Byrne remained silent. He had observed so many people deal with grief, each in their own way. How many times had he seen women clean their houses over and over after a loss to violence? They fluffed the pillows endlessly, made and remade the beds. Or how many times had he seen men wax their cars beyond reason, or mow their lawns every day? Grief stalks the human heart slowly. People often feel that, if they remain in motion, they might outrun it.

Melanie Devlin stoked the briquettes on the grill, closed the lid. She poured them both a glass of lemonade, sat on the tiny wrought-iron chair opposite him. Someone a few houses down was listening to a Phillies game. They fell silent for a while, feeling the punishing heat of the afternoon. Byrne noticed that Melanie was not wearing her wedding ring. He wondered if she and Garrett had divorced. They certainly wouldn’t be the first couple ripped apart by the violent death of a child.

“It was lavender,” Melanie finally said.

“Excuse me?”

She glanced at the sun, squinted. She looked back down, spun the glass in her hands a few times. “Gracie’s dress. The one we buried her in. It was lavender.”

Byrne nodded. He hadn’t known this. Grace’s service was closed-casket.

“Nobody got to see it, because she was … you know,” Melanie said. “But it was very pretty. One of her favorites. She was fond of lavender.”
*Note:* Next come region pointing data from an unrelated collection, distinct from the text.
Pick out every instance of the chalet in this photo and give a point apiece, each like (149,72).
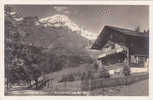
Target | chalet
(122,46)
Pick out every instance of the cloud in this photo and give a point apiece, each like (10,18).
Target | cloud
(61,9)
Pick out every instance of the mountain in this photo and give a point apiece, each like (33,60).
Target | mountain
(63,20)
(62,40)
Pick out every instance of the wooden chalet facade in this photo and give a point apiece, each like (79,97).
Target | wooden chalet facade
(122,45)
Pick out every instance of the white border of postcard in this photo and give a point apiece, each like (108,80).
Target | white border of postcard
(53,2)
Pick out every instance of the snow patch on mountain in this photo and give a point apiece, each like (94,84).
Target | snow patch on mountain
(63,20)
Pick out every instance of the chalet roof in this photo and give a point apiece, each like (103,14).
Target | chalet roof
(127,31)
(102,38)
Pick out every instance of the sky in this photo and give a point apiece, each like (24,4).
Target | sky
(93,17)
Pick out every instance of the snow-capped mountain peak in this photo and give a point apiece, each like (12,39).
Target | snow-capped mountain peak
(63,20)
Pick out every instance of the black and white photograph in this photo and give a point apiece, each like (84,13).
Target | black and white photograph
(76,50)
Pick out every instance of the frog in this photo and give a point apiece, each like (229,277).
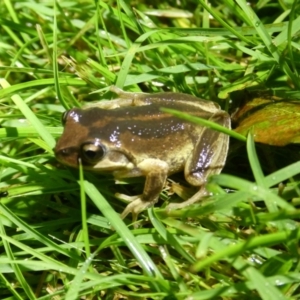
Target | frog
(131,136)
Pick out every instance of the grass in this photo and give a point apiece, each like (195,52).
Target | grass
(61,235)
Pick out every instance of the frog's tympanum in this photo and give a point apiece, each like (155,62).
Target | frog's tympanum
(131,137)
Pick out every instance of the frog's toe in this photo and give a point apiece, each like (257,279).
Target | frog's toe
(195,198)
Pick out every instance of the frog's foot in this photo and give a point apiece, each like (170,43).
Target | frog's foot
(136,205)
(197,197)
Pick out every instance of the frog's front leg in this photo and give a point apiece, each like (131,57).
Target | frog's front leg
(208,158)
(156,172)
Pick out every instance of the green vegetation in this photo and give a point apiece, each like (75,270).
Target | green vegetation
(56,225)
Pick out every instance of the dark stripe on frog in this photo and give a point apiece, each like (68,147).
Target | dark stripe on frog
(97,116)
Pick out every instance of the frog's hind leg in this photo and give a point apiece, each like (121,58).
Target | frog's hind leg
(208,158)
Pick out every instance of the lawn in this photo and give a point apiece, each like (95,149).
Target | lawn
(61,232)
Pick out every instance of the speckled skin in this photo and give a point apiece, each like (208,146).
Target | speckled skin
(132,137)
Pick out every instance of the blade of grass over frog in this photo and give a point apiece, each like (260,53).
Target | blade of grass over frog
(204,122)
(5,159)
(169,238)
(266,38)
(31,117)
(11,287)
(39,82)
(219,203)
(142,257)
(19,275)
(265,240)
(35,234)
(282,174)
(260,192)
(254,162)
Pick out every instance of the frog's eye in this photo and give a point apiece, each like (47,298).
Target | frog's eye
(92,152)
(64,117)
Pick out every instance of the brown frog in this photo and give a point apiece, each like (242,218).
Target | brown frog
(130,137)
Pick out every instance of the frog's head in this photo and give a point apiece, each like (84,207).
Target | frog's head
(79,142)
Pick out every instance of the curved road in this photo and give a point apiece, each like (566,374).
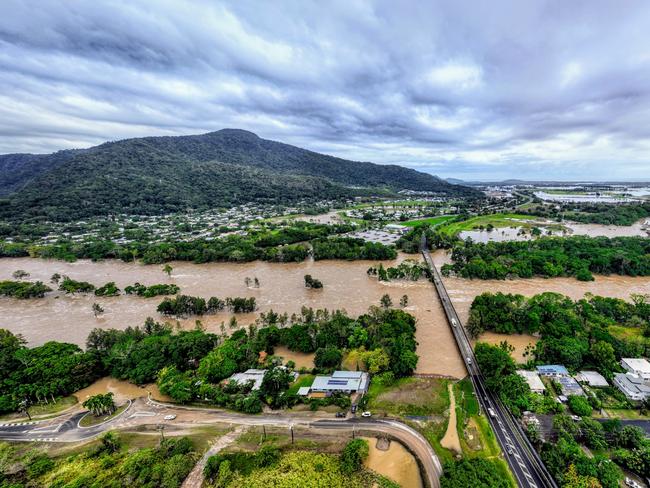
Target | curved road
(65,428)
(523,459)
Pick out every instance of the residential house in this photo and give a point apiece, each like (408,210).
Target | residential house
(533,380)
(633,386)
(637,366)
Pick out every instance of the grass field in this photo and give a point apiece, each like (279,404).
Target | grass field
(409,396)
(476,436)
(430,221)
(303,380)
(497,220)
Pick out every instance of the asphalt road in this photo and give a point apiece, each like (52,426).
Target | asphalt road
(148,412)
(521,456)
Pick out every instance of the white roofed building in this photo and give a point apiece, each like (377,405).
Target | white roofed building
(637,366)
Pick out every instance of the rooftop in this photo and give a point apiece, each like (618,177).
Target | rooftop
(632,383)
(592,378)
(533,379)
(341,381)
(637,364)
(552,369)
Suddenly it occurred to Byrne that Melanie knew why he was there. Not exactly why, of course, but the tenuous thread that bound them—the death of Marygrace Devlin—had to be the reason. Why else would he stop by? Melanie Devlin knew that this visit had something to do with Gracie, and probably felt that if she talked about her daughter in the gentlest of manners, it might ward off any further pain.

Byrne carried that pain in his pocket. How was he going to find the courage to take it out?